Structures rarely change overnight, like they did on that momentous day of 12 February 1990. In his new book Apartheid 1948-94 Saul Dubow showed how apartheid survived for so long through its insidious divide-and-rule practices. He also notes that the ‘born-free’ generation does not know or care about the apartheid past.[4] But perhaps it should. Despite successful redistribution efforts, South Africa remains a deeply unequal society.[5] Racialism is outlawed, but its consequences are not easily remedied. Although income distribution in South Africa is spatially varied, language and race distribution still echo the past (see the excellent map of http://dotmap.adrianfrith.com/). For the time being no consensus exists about how to transform Mandela’s vision of social justice into actual policy. Lack of legitimacy may compromise it beyond repair. Effectively debunking the legacy of Mandela (and Tutu), Bongela scorned that ‘South Africa never fundamentally changed, we simply put new clothes on’. One aging taxi driver even told me he longed for ‘the old days’, when crime was not making his job impossible.

The patience of ordinary South Africans appears to be wearing thin.

Footnotes

[1] http://www.lse.ac.uk/IDEAS/Projects/coldWarStudies/pdf/sue_onslow_report_on_archives_in_south_africa.pdf

[2] http://www.madamandeve.co.za/

[3] Deborah Posel, ‘Races to consume: revisiting South Africa’s history of race, consumption and the struggle for freedom’, 2009 Ethnic and Racial Studies Lecture, delivered at City University London 7 May 2009, published in Ethnic and Racial Studies, Vol. 33 No. 2 February 2010, p.159.
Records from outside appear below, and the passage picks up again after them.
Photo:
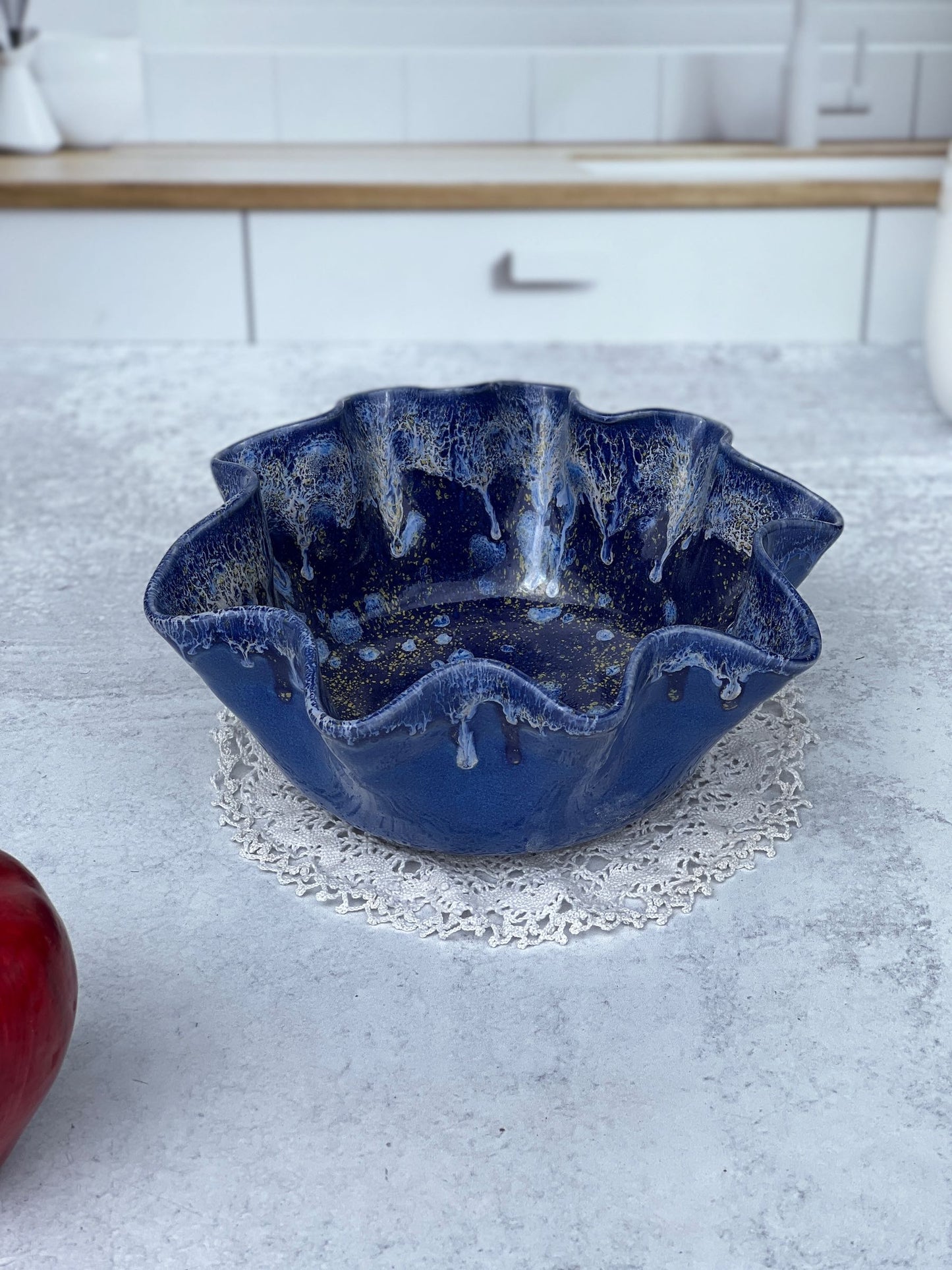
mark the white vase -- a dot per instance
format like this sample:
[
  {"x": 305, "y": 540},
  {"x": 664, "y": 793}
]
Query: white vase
[
  {"x": 938, "y": 306},
  {"x": 26, "y": 123},
  {"x": 94, "y": 88}
]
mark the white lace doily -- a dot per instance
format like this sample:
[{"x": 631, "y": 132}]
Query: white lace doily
[{"x": 743, "y": 798}]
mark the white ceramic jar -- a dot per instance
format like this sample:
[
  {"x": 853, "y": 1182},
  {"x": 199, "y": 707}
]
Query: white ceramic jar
[
  {"x": 938, "y": 309},
  {"x": 94, "y": 86},
  {"x": 26, "y": 126}
]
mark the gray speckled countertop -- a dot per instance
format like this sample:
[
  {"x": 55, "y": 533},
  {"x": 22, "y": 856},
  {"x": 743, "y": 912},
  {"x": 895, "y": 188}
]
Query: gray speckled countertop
[{"x": 258, "y": 1081}]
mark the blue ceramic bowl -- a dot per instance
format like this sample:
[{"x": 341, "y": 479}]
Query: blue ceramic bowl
[{"x": 489, "y": 619}]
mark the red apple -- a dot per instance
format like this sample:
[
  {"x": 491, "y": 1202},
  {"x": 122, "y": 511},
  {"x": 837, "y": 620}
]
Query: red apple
[{"x": 37, "y": 997}]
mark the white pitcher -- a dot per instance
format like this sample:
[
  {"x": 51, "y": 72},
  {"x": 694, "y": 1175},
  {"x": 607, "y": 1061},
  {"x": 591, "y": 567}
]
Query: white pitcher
[
  {"x": 938, "y": 309},
  {"x": 26, "y": 123}
]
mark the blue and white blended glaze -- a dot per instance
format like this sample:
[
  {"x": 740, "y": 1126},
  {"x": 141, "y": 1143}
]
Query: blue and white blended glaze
[{"x": 490, "y": 619}]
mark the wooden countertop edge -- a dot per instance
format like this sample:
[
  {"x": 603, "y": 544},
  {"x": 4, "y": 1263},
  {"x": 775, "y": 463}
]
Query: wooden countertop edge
[{"x": 252, "y": 196}]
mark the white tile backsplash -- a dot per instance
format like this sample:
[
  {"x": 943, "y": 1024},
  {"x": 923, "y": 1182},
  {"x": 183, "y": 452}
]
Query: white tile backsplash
[
  {"x": 467, "y": 70},
  {"x": 523, "y": 23},
  {"x": 341, "y": 97},
  {"x": 721, "y": 97},
  {"x": 470, "y": 96},
  {"x": 210, "y": 97},
  {"x": 596, "y": 96},
  {"x": 886, "y": 86},
  {"x": 934, "y": 105}
]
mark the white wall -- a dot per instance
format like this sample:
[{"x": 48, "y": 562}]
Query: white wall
[{"x": 457, "y": 70}]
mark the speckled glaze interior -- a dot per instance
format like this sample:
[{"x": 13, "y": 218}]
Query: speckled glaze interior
[{"x": 490, "y": 619}]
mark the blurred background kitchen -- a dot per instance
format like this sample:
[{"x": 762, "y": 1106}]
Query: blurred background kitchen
[{"x": 629, "y": 171}]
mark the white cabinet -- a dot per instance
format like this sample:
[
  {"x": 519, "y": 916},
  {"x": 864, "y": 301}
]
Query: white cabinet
[
  {"x": 899, "y": 274},
  {"x": 749, "y": 275},
  {"x": 121, "y": 275}
]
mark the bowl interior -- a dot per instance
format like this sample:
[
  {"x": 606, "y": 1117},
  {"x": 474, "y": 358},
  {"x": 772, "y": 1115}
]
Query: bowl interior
[{"x": 415, "y": 530}]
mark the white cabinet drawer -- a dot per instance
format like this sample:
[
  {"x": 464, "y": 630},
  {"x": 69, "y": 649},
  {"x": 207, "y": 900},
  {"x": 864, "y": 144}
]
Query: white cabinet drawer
[
  {"x": 121, "y": 275},
  {"x": 576, "y": 276},
  {"x": 899, "y": 274}
]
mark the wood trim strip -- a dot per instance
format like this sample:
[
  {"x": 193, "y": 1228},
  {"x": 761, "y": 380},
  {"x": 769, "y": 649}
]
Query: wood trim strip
[{"x": 254, "y": 196}]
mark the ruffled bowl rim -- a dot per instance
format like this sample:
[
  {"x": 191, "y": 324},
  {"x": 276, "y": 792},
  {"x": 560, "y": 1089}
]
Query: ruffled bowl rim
[{"x": 451, "y": 689}]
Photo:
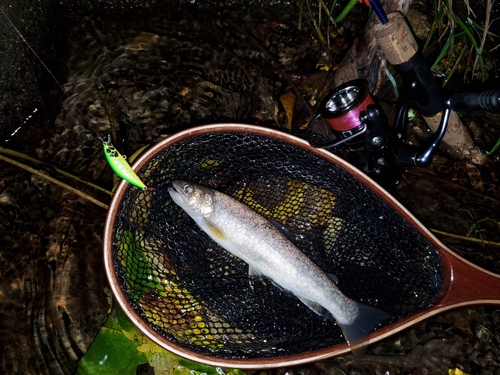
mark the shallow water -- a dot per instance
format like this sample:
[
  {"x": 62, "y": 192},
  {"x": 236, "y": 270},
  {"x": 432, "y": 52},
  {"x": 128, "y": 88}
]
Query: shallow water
[{"x": 164, "y": 73}]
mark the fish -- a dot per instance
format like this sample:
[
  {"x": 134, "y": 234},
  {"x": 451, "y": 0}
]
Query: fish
[{"x": 268, "y": 252}]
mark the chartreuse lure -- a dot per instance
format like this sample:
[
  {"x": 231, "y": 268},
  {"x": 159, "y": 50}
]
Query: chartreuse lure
[{"x": 120, "y": 165}]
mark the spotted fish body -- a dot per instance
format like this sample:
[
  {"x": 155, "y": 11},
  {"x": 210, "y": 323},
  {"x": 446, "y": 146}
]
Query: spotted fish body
[{"x": 252, "y": 238}]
[4] Saul Dubow, Apartheid 1948-1994 (Oxford: Oxford University Press, 2014), p.vi.

[5] http://www.worldbank.org/en/country/southafrica/publication/south-africa-economic-update-fiscal-policy-redistribution-unequal-society

One thought on ““Why the holdup?”: a rewarding visit to Pretoria’s archives

  1. It is refreshing to read Roel’s observations as a fresh pair of eyes on South Africa, or at least Pretoria. Of course I agree with some observations, not so much with others.
    Perhaps what strikes me in particular is how balanced a picture he paints of a South African city in 2015.
    Many people are worried about street crime, yet street crime exists in most cities. We tend to take precautions against pick-pocketing at home but, sometimes, leave good sense behind when travelling abroad!
    It is good to hear of the positive experience that enjoyed on his research trip, from all those he encountered.
    When I read this article it occurred to me that many of us South Africans are obsessed with politics, to the extent that we sometimes forget that everyday life does go on!
    Hope you will return on SA one day and see some more of this beautiful Country.